Resumerend komt het hof tot de volgende toerekening van het totaal genoten wederrechtelijk verkregen voordeel:
[medeverdachte 2] € 15.000,- + € 17.500,- = € 32.500,-
Betrokkene € 15.000,- + € 3.750,- = € 18.750,-
[medeverdachte 1] = € 2.500,-
[medeverdachte 3]
= € 6.250,-
€ 60.000,-
Aldus wordt betrokkene geacht een wederrechtelijk verkregen voordeel te hebben genoten van € 18.750,-.
Op te leggen betalingsverplichting
Het hof zal aan de betrokkene de verplichting opleggen tot betaling van na te melden bedrag aan de Staat ter ontneming van het wederrechtelijk verkregen voordeel.
Hoewel er sprake is van een overschrijding van de redelijke termijn in eerste aanleg en hoger beroep zal het hof met de enkele constatering daarvan volstaan, nu deze overschrijding reeds in de strafzaak van de betrokkene in hoger beroep is verdisconteerd in de straftoemeting.
Gijzeling
Met ingang van 1 januari 2020 heeft het nieuwe elfde lid van artikel 36e van het Wetboek van Strafrecht kracht van wet gekregen.
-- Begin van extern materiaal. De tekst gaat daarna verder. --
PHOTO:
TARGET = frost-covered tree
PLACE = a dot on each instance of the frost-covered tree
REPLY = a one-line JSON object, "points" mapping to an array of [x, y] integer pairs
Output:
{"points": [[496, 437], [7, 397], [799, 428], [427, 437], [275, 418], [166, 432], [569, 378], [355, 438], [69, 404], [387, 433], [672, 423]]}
Het hof zal daarom bij het opleggen van de ontnemingsmaatregel tevens de duur van de gijzeling bepalen die met toepassing van artikel 6:6:25 van het Wetboek van Strafvordering in de onderhavige zaak ten hoogste kan worden gevorderd indien volledig verhaal niet mogelijk blijkt.
Het hof hanteert, overeenkomstig de binnen de zittende magistratuur ontwikkelde uitgangspunten, bij de berekening van de duur van deze gijzeling voor elke volle € 50,00 van de betalingsverplichting één dag. De maximale duur van de gijzeling bedraagt ingevolge artikel 36e, elfde lid, van het Wetboek van Strafrecht drie jaren.
Gelet op de hoogte van de op te leggen betalingsverplichting zal het hof mitsdien de duur van de gijzeling die ten hoogste kan worden gevorderd hierna bepalen op 375 dagen.
Toepasselijke wettelijke voorschriften
De beslissing is gegrond op artikel 36e van het Wetboek van Strafrecht, zoals dit ten tijde van het bewezenverklaarde rechtens gold dan wel ten tijde van het wijzen van dit arrest rechtens geldt.

BESLISSING

Het hof:
vernietigt het vonnis waarvan beroep en doet opnieuw recht:
stelt het bedrag waarop het door de betrokkene wederrechtelijk verkregen voordeel wordt geschat vast op een bedrag van
€ 18.750,00 (achttienduizend zevenhonderdenvijftig euro);
legt de betrokkene de verplichting op tot
betaling aan de Staatter ontneming van het wederrechtelijk verkregen voordeel van een bedrag van
€ 18.750,00 (achttienduizend zevenhonderdenvijftig euro);
bepaalt de duur van de gijzeling die ten hoogste kan worden gevorderd op 375 dagen.
Aldus gewezen door:
mr. J.T.F.M. van Krieken, voorzitter,
mr. T. van de Woestijne en mr. A.C. van der Schans, raadsheren,
in tegenwoordigheid van mr. T.S. Vos, griffier,
en op 10 april 2025 ter openbare terechtzitting uitgesproken.
Mr. Van der Schans voornoemd is buiten staat dit arrest mede te ondertekenen.